1 week out from the Universe!


----------



## alex27 (Aug 5, 2008)

just come back from batley, i thought the standard was excellent the best ive seen all year, there was a good turn out aswell which is always good for the sport, i thought the over 50s class was awesome, im glad to say that martin from our gym took the title, he looked brilliant, and we had two more competeing, gary took 3rd in novice class, and dean took 2nd in class 1 category, if you were to look at our gym its only small but we have some very good bodybuilders, which is good for me to have all this experience around me to help when i first compete next year.


----------



## LeeB (Oct 5, 2011)

a mate of mine ben harnett got 4th in the novice class apparantly.

the nabba uk is always a good show and id have liked to have gone and watched as im from that neck of the woods (went to school about 5 mins drive from the frontier) but couldnt make it down!

any pics neil?


----------



## bodyworks (Oct 17, 2007)

you went to school lee ?

yep, agree was a good show, very good attendance as always and some of the classes were a good standard, one or two were a little light on competitors but all in all well run show and well done to everybody who competed.


----------



## Neil R (Oct 29, 2006)

No pictures from me, i was too bust running up & down the stairs backstage 

I thought Dean might have taken the Class 1, but i only saw them backstage and not really from out front.

Ben looked good, but needed to sharpen up his condition more and he could have won that class.
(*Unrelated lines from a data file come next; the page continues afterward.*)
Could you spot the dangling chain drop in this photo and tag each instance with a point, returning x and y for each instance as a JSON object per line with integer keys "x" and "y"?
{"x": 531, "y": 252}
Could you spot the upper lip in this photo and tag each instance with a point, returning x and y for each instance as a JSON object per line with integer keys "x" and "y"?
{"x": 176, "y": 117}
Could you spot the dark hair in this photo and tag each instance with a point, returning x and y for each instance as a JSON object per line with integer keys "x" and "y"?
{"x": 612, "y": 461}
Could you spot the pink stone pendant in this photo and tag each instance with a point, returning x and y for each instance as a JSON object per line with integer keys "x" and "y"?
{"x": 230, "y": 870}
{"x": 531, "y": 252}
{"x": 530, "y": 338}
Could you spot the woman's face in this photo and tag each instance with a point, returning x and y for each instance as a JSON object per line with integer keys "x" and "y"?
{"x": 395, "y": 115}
Big bugger he is!!!

The over 50s was outstanding....any 1 of the six could have won, I was told. incredibly close indeed.

Glad its over though...coz I'm knackered. Looking forward to Leeds next week so i can sit my lazy arse in the audience!!


----------



## LeeB (Oct 5, 2011)

Bodyworks said:


> you went to school lee ?


lol well actually... back then i wasnt actually going to school... missed nearly a full year! part of the reason i "emigrated" - i had the sense to see i needed to sort myself out! lol not sure what happened??????


----------



## strontium dogs (Oct 6, 2008)

Neil R said:


> Competing or just watching??


Hi Neil, Do you have the name and number of the photographer that took the pictures at the NABBA UK Show please......
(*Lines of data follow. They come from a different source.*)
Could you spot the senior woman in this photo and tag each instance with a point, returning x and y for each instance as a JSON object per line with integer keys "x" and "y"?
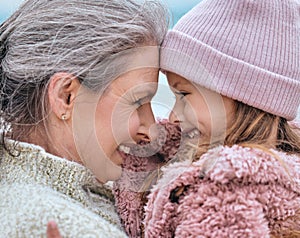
{"x": 77, "y": 78}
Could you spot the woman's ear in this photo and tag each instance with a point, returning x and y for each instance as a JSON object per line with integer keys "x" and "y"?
{"x": 62, "y": 90}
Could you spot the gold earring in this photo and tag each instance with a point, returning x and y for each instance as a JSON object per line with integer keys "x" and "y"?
{"x": 64, "y": 117}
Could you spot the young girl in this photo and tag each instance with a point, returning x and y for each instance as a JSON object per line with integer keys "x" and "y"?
{"x": 234, "y": 68}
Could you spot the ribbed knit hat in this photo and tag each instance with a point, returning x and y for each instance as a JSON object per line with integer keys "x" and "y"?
{"x": 248, "y": 50}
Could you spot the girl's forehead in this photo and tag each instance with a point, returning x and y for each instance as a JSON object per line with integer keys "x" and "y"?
{"x": 176, "y": 80}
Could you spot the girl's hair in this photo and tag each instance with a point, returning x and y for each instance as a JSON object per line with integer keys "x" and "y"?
{"x": 75, "y": 36}
{"x": 257, "y": 127}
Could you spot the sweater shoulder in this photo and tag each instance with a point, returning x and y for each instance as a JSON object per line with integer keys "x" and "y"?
{"x": 29, "y": 207}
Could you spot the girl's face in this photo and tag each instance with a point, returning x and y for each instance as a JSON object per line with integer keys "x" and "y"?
{"x": 201, "y": 112}
{"x": 104, "y": 126}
He gave my other half his card back stage and he forgot to tell me it was there so in to the washer it went !!!!!!!

Or an email address is fine thank you..


----------



## Neil R (Oct 29, 2006)

It was BG videos that did the videos/photos.

I know Hutch also was their taking shots

his E-mail is [email protected]

Tell him i sent you!


----------



## strontium dogs (Oct 6, 2008)

Neil R said:


> It was BG videos that did the videos/photos.
> 
> I know Hutch also was their taking shots
> 
> ...


Sorry mate have you got a phone number or email address for BG Videos, ordering a disc off Hutch...............

Cheers


----------